Whatever the historical specialization or theoretical orientation, all graduate faculty in Literature are committed to providing careful guidance to doctoral students as they choose courses, prepare for examinations, and imagine dissertations.
Below you may read an overview of the program. For more detailed information on the Curriculum and Dissertation requirements, please download the English Department’s Graduate Handbook.
The Curriculum
To earn the degree in Literature, doctoral students take seven seminars relevant to their individually planned Course of Study, including one seminar in a composition and rhetoric topic and at least one topical seminar in Literary Theories and Their Histories (ENG 740). ENG 740 seminars center on a specific area of contemporary theoretical work and critical practice, providing the opportunity for students to integrate its methods with their own areas of interest (for instance, historical, generic).
Historical Distribution Requirements
The Ph.D. in literature presupposes that students have a breadth of literary and cultural knowledge. Satisfaction of the historical distribution requirement for the Miami M.A. (see the department’s Handbook for Graduate Students and Faculty, p. 6), comprising 16 credit hours of courses in four fields, is presupposed. Doctoral students admitted from a master’s program other than Miami’s may, with the approval of the Director of Graduate Studies, partially satisfy the historical distribution requirement with transferred courses, within the 12-credit limit established by the Graduate School. The historical distribution requirement for Ph.D. students in literature further requires (a) one course in English or American literature before 1700 and (b) one course in English or American literature between 1700 and 1900, if two such courses were not used to satisfy the historical distribution requirement for the Miami M.A. Transfer credit is usable only for the satisfaction of historical distribution requirements or ENG 603. It cannot be used to satisfy any part of the seven-seminar requirement.
General Degree Requirements
All doctoral students also enroll in English 605 (Issues in the Profession), ENG 603 (Literary Theories and Their Histories), ENG 731 (The Theory and Practice of Teaching Composition), and ENG 698/699 (Teaching Workshop I and II for College Composition) if they had not been completed for the M.A.; and a minimum of 16 credit hours of Dissertation Research. Doctoral students also must demonstrate reading proficiency in at least one foreign language and usually take two graduate-level courses in a cognate area beyond the department, such as Philosophy, History, or Women’s Studies. Students should expect to spend the first two years of the Ph.D. program completing coursework requirements, with the expectation of preparing to take their comprehensive exam early in their third year.
Teaching and Administrative Opportunities
In addition to the required teacher training in composition and the classroom experience of first-year composition courses, all doctoral students in Literature teach one 100-level historical survey course in their third year of doctoral study, an excellent opportunity that provides a valuable teaching credential.

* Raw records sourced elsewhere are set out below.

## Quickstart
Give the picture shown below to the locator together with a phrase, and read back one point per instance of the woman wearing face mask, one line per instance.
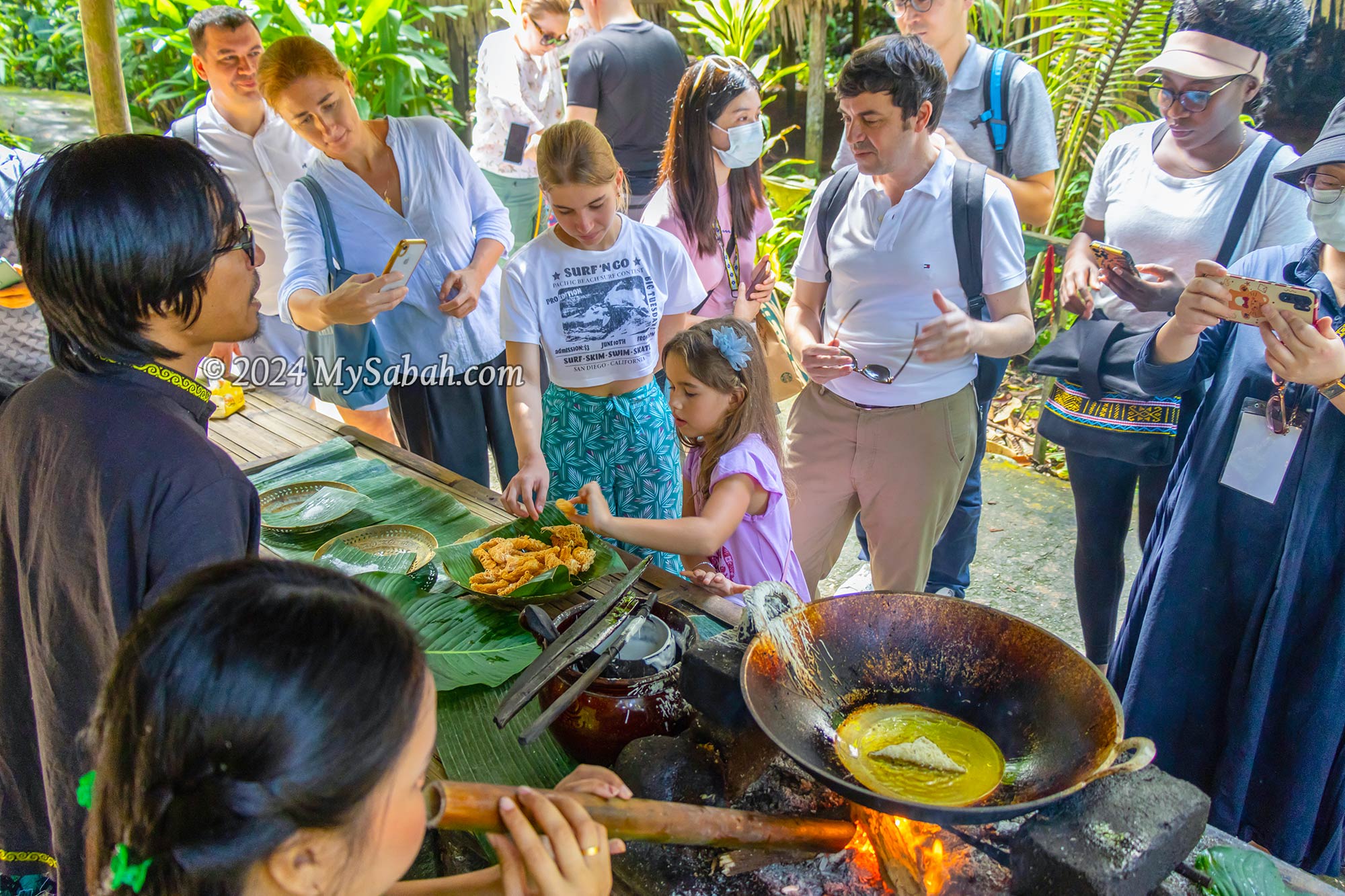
(1231, 655)
(718, 136)
(393, 179)
(599, 295)
(1165, 192)
(520, 93)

They may also be invited to participate in other teaching opportunities depending on their interests, with the chance to design and teach courses in the undergraduate literature program. Beyond English, they have taught both introductory and topics courses in the interdisciplinary undergraduate programs in Black World Studies and Women’s Studies, and several have served as the teaching/administrative TA assigned to the Women’s Studies program.

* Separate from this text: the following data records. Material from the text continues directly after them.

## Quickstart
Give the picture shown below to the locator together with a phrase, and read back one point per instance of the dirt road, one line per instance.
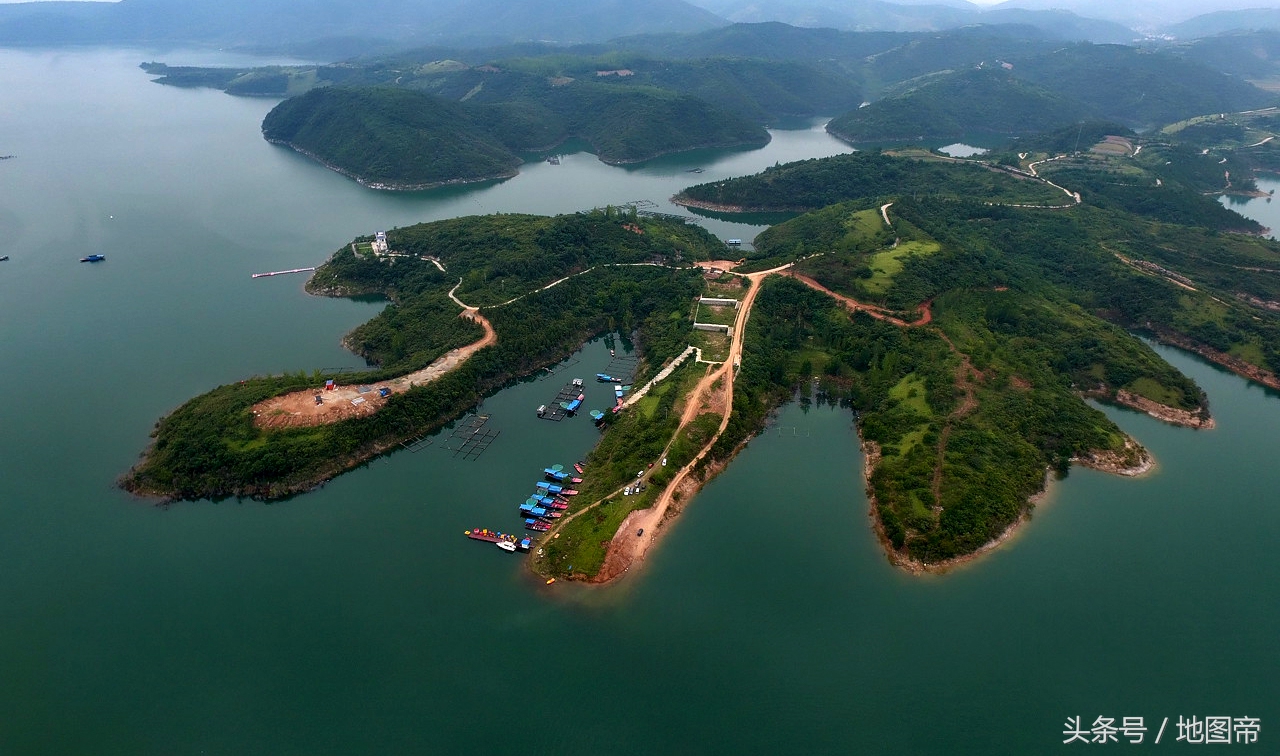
(300, 408)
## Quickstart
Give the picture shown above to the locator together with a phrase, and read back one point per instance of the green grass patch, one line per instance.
(816, 360)
(714, 346)
(912, 393)
(1153, 390)
(1249, 352)
(887, 264)
(720, 315)
(864, 221)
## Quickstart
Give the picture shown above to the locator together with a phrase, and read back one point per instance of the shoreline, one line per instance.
(1111, 462)
(1201, 420)
(716, 207)
(1246, 370)
(392, 187)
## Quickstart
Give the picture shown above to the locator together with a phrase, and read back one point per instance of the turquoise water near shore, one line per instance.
(357, 619)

Other assignments may include research positions that support faculty scholarship or provide assistance in editorial projects. Beginning in 2002-03, one doctoral student in Literature will serve as Assistant to the Director of Undergraduate Studies, with responsibility for advising undergraduate majors and minors and coordinating special projects.

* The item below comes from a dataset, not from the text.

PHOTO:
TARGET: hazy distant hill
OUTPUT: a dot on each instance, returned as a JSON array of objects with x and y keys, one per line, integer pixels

Doctoral students in Literature also play important roles in activities related to our first-year-writing program. A team of Ph.D. students works together each summer to edit College Composition at Miami, the in-house publication that is required reading for all first-year writing students. Some participate as well in compiling the Teacher’s Guide on which new graduate teaching assistants rely in teaching first-year composition. And the Portfolio project involves doctoral students from Literature in a process that culminates in a two-day holistic evaluation of writing portfolios submitted by incoming students for advanced placement.
In addition, doctoral students in Literature regularly serve on the department’s Graduate Committee, as well as search committees for new faculty members. All of these assignments help to give them a realistic and informed sense of what an academic career entails, as well as enabling doctoral students to make sure that their special concerns are well represented in central venues of department life.